Scalability trades off privacy vs traffic. I.e .false positives = privacy =
bandwidth.
Bloom size is 512-bits, and we have m topics, which leads to some p false
positive rate.
Assuming optimal number of hash functions, k = (m/n) ln2. Note that this is set
to 3 in Whisper afaict.
https://hur.st/bloomfilter/?n=1000&p=&m=512&k=3
Woaha, so at 512 bits, k=3 the probability of false positives is 1% at ~50
topics, ~10% at 100 topics and essentially 1 at 1000 topics.
Which makes sense, since the bloom would be full by then. Question: is this
actual items in filter or universe? This is for all that filter is being tested
to.
You need about 10 bits per element or 1 byte. So 50 topics checks out. Um...
sigh.
Accurate that this means 1% traffic overhead if you listen to 50 topics? How
many topics does a normal app listen to? It quickly explodes! Actually is this
accurate?

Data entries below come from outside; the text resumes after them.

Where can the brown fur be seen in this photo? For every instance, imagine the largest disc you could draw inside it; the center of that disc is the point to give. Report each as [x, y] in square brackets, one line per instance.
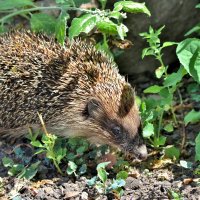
[76, 89]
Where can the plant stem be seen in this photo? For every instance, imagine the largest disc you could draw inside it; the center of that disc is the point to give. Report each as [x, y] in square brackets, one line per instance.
[57, 166]
[160, 123]
[159, 57]
[3, 19]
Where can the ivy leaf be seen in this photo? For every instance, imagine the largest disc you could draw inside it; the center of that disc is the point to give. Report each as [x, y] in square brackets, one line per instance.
[132, 7]
[43, 22]
[85, 24]
[13, 4]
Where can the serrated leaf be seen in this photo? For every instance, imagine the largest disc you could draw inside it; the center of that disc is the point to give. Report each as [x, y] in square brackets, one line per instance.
[172, 152]
[122, 30]
[175, 77]
[30, 172]
[132, 7]
[41, 22]
[71, 167]
[107, 26]
[85, 24]
[37, 143]
[102, 165]
[197, 147]
[83, 169]
[102, 174]
[160, 71]
[153, 89]
[61, 26]
[13, 4]
[188, 52]
[169, 128]
[148, 130]
[122, 175]
[192, 117]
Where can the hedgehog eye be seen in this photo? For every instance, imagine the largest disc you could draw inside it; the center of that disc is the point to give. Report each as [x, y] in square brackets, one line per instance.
[116, 131]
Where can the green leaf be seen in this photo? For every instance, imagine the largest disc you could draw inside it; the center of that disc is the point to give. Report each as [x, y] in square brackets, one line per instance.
[107, 26]
[102, 165]
[197, 147]
[122, 175]
[41, 22]
[159, 141]
[13, 4]
[37, 143]
[29, 172]
[81, 150]
[117, 184]
[188, 52]
[195, 29]
[103, 4]
[153, 89]
[85, 24]
[71, 168]
[168, 44]
[132, 7]
[169, 127]
[172, 152]
[186, 164]
[7, 162]
[102, 174]
[16, 168]
[160, 71]
[92, 181]
[61, 26]
[175, 77]
[122, 30]
[148, 130]
[192, 117]
[116, 15]
[83, 169]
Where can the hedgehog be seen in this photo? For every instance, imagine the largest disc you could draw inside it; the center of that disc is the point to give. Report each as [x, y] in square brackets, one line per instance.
[77, 90]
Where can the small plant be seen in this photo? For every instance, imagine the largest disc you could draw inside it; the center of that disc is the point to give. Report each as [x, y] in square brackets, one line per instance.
[153, 109]
[175, 195]
[107, 22]
[20, 170]
[105, 185]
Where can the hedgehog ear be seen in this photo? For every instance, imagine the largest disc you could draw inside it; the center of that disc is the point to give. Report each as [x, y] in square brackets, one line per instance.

Because if you get 100% it isn't 100% of traffic, it is _all_ traffic.
topicMatch vs bloomMatch.
ok, 3 main factors:
1 big topics
- discover, then 5k one
- what happens
2. duplicate messages
- number of peers
- mailservers
3. bloom filter
- false positive
- direct api call
4. disconnect bad peers
offline case dominating over online